Hace ya cerca de 11 años, en una época en la que los presupuestos provinciales, y por ende municipales, llegaban con tanta generosidad que, a falta de iniciativas o proyectos, terminaban en revoleo de juguetes desde camiones, se me ocurrió desarrollar una idea provocadora que nos obligara a pensar un verdadero transporte público para una ciudad con características tan particulares como la nuestra.
Eran épocas en las que los debates sobre el transporte público de pasajeros transcurrían siempre alrededor de la cantidad de unidades de colectivos, su higiene, el costo del boleto, el subsidio y las cabinas de espera. O sea más o menos como ahora.
Ya por entonces, al igual que hoy, era a todas luces evidente que un transporte de pasajeros que interactúe con el tránsito, en una ciudad como ésta, era poco viable.
¿Por qué razones? Citemos solo tres: la nieve en invierno, la cantidad de vehículos ocupando el espacio y la topografía. Si optamos por insistir con el transporte de colectivos deberíamos tomar varias decisiones que ayuden a que este medio sea más eficiente. Por ejemplo, sacar automóviles prohibiendo o encareciendo su llegada y estadía en la zona céntrica, prohibir el retiro de alumnos de los colegios del centro, en vehículos que llevan a razón de un niño por auto, y otras medidas por el estilo.
El uso del espacio público debería ser democratizado, es decir, ser usado con mayor igualdad. Cuando cuatro automóviles ocupan el espacio de un colectivo que lleva 50 personas, esta premisa -claro- no se cumple.

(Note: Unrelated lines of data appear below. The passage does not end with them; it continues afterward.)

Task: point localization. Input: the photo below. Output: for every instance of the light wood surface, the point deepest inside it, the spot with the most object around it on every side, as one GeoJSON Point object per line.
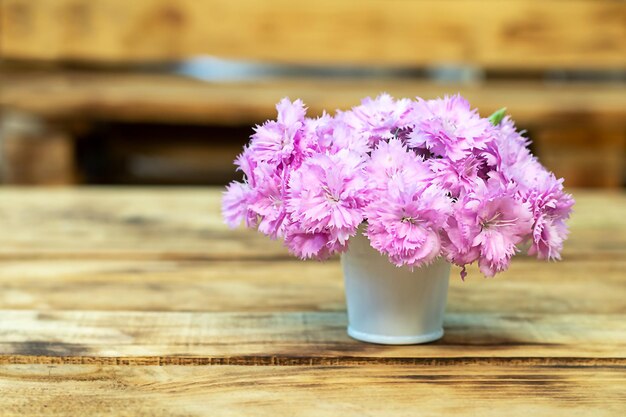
{"type": "Point", "coordinates": [141, 302]}
{"type": "Point", "coordinates": [519, 34]}
{"type": "Point", "coordinates": [177, 99]}
{"type": "Point", "coordinates": [433, 391]}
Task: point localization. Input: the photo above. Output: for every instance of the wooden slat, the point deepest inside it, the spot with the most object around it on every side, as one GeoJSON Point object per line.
{"type": "Point", "coordinates": [175, 224]}
{"type": "Point", "coordinates": [312, 391]}
{"type": "Point", "coordinates": [124, 222]}
{"type": "Point", "coordinates": [521, 34]}
{"type": "Point", "coordinates": [529, 286]}
{"type": "Point", "coordinates": [170, 98]}
{"type": "Point", "coordinates": [294, 338]}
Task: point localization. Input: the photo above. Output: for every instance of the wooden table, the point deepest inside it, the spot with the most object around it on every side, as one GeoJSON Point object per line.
{"type": "Point", "coordinates": [139, 302]}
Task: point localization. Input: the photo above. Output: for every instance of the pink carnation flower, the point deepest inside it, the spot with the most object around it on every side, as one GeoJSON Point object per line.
{"type": "Point", "coordinates": [404, 220]}
{"type": "Point", "coordinates": [430, 178]}
{"type": "Point", "coordinates": [326, 197]}
{"type": "Point", "coordinates": [448, 127]}
{"type": "Point", "coordinates": [488, 225]}
{"type": "Point", "coordinates": [275, 141]}
{"type": "Point", "coordinates": [380, 118]}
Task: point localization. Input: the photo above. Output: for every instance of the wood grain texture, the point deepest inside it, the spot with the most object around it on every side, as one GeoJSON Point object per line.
{"type": "Point", "coordinates": [185, 224]}
{"type": "Point", "coordinates": [312, 391]}
{"type": "Point", "coordinates": [529, 286]}
{"type": "Point", "coordinates": [170, 98]}
{"type": "Point", "coordinates": [298, 337]}
{"type": "Point", "coordinates": [524, 34]}
{"type": "Point", "coordinates": [140, 302]}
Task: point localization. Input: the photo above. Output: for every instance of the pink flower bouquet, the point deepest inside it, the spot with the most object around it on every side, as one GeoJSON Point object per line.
{"type": "Point", "coordinates": [428, 178]}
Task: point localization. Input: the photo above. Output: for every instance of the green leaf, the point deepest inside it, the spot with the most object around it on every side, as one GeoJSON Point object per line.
{"type": "Point", "coordinates": [497, 116]}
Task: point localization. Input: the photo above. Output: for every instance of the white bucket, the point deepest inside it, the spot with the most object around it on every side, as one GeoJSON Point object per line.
{"type": "Point", "coordinates": [391, 305]}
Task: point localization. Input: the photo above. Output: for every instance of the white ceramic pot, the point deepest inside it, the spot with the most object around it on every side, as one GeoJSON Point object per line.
{"type": "Point", "coordinates": [391, 305]}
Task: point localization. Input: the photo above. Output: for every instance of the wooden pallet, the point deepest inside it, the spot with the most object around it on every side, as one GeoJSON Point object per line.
{"type": "Point", "coordinates": [579, 130]}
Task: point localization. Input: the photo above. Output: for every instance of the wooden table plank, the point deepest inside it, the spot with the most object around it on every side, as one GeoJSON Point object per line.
{"type": "Point", "coordinates": [100, 285]}
{"type": "Point", "coordinates": [529, 286]}
{"type": "Point", "coordinates": [313, 391]}
{"type": "Point", "coordinates": [166, 223]}
{"type": "Point", "coordinates": [293, 337]}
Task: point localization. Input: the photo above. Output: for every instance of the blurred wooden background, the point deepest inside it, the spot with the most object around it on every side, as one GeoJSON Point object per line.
{"type": "Point", "coordinates": [115, 91]}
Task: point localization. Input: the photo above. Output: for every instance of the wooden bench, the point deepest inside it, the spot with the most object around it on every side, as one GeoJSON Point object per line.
{"type": "Point", "coordinates": [141, 302]}
{"type": "Point", "coordinates": [579, 129]}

Nuestra ciudad tiene realidades que la condicionan. Una de ellas son sus dimensiones: más de 12 kilómetros de largo y no más de 2 de ancho.
Ni el mar ni la montaña se van a correr, por lo tanto, en la medida que vayamos creciendo, seremos cada vez más "oblongos”.
La pregunta es: ¿por qué no tenemos un tren/tranvía/monorriel que una la ciudad ida y vuelta a lo largo, yendo y viniendo con paradas intermedias que nos dejen cerca del centro, del edificio municipal, del Hospital, del Concejo Deliberante y del resto de los sitios más concurridos. De esta manera, luego podríamos caminar (conducta saludable) o tomar un taxi por unas cuadras, lo que nos saldría más económico que desde nuestro domicilio.
Al fin y al cabo, ¡hace 100 años! teníamos un tren que hacía un recorrido similar.
El proyecto que yo pensé imaginaba un monorriel que corriera a lo largo de la ciudad, elevado sobre alguna calle longitudinal, con paradas en distintos puntos, y con la ventaja de no tener que interactuar con los automóviles, no necesitar que se limpien las calles cuando nieva, y otros beneficios que ahora no vale la pena profundizar.
La iniciativa chocaba contra aquellos que, ignorando que en el campo de las ideas y de la imaginación no se requiere dinero, argumentaban la falta de recursos.
En fin, pasó lo de siempre: la época de las vacas gordas quedó en el olvido.
Y lo peor es que con estudiar los recursos dilapidados durante estos años, caeríamos en la cuenta de que podríamos haber construido este transporte, o al menos haberlo iniciado, pero en cambio preferimos destinar créditos y otros recursos a financiar lo único que crecen: las agencias de autos y los lamentos sobre la imposibilidad de ir al centro a hacer algún trámite.
Mientras tanto, los espacios públicos de esparcimiento siguen ocupados por el astro rey de Ushuaia: el automóvil.